We live in one-half of a 300-year old farmhouse, but across the yard is an even older cottage. Our landlady uses it as a shed.  

Its proportions are lovely. 

Recently, we watched a program about an emigrant from the UK who is restoring her family's Donegal cottage. She remembers summer visits as a child, and wants to preserve that tradition for her family. 



In the documentary, we learned that these cottages all have a similar design and history of step-by-step expansion. They begin as an original one-room cottage. Later, a room to the left would be added as a byre or threshing room. Later, another room would be added to the right as a bedroom, while the bed nearest the fire in the main room would be used by the older folks. The threshing room might be converted to another bedroom, with the byre being moved down to the left. 

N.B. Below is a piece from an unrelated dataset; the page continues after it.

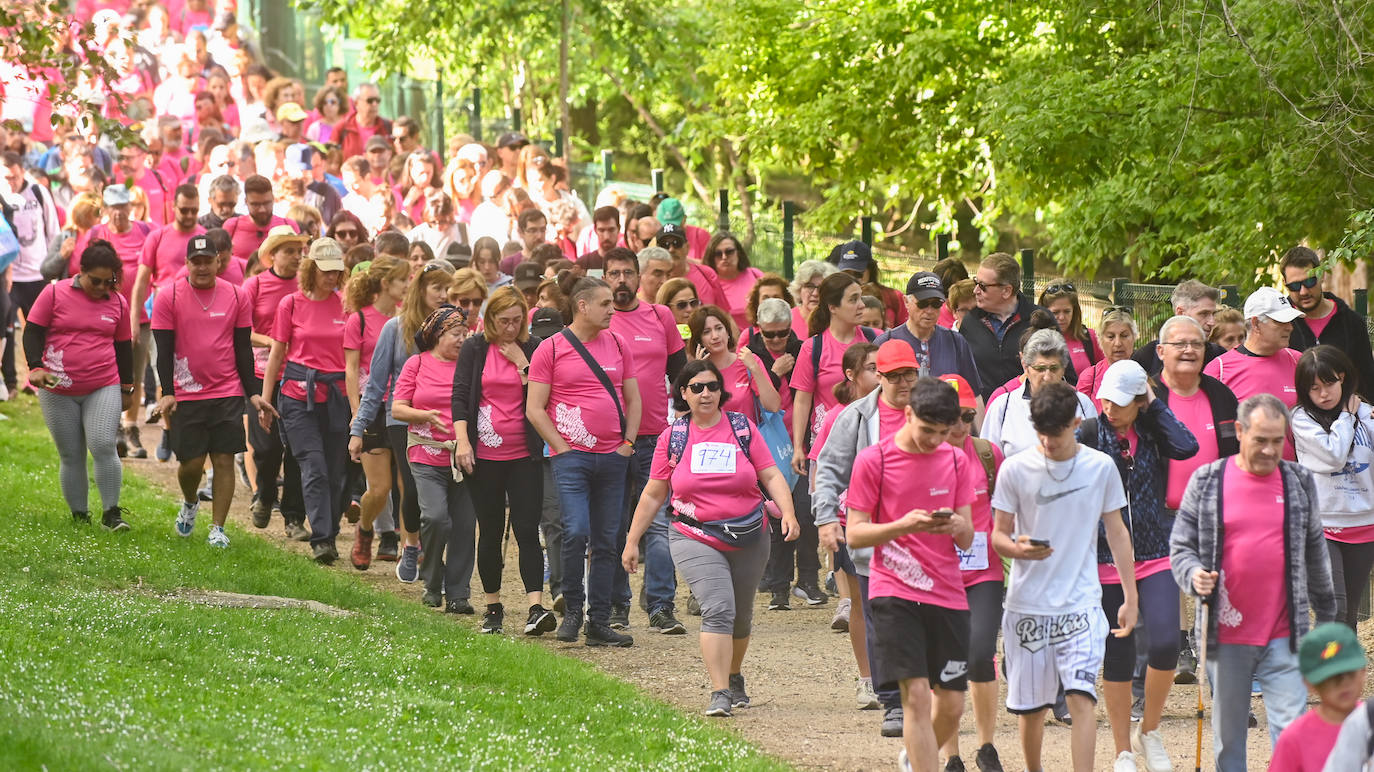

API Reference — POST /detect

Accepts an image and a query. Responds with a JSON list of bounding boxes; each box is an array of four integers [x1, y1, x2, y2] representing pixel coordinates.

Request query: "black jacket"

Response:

You can see the linear construction in this cottage near Falcarrah. 

That's Tory island in the distance.

Before they were sheds, this house and surrounding cottages were a guest house called "Bidawee." My landlady says that many of the older women in the neighborhood worked at this place in the 40s and 50s. When they had a spare moment from the kitchen and laundry, the landlady sent them to work in the vegetable gardens. 

Guest houses aren't as popular as they once were because now people from the North can afford to build their own holiday home. They stand empty for all but a few weeks every summer. 

Some of the ruins nearby us are recent. My neighbor remembers when a friend of hers lived in this farm house in the valley across from us. 

In the 1950s, Donegal people in the far west decided to preserve cottages so future generations to see how their ancestors lived. I've visited similar folk villages, but Glencolumncille Folk Village is my favorite.








In the photos above, you can see the wooden rafters. Those rafters are bog wood, thousands of years old. Wood is so scarce here that people would walk the bogs with long thin poles, probing for something solid. Once retrieved from the bog, the ancient trees might hold up the roof of one house after another, transported from village to village when people moved. Notoriously, landlords would burn the precious bog timber rafters in an eviction so that cottage could never be inhabited.

Today, you can holiday in a restored Donegal cottage, like these Donegal Thatch Cottages on Cruit island near the airport. I'm sure they are nicer than a holiday home, but you can be sure none of them have bog timber rafters.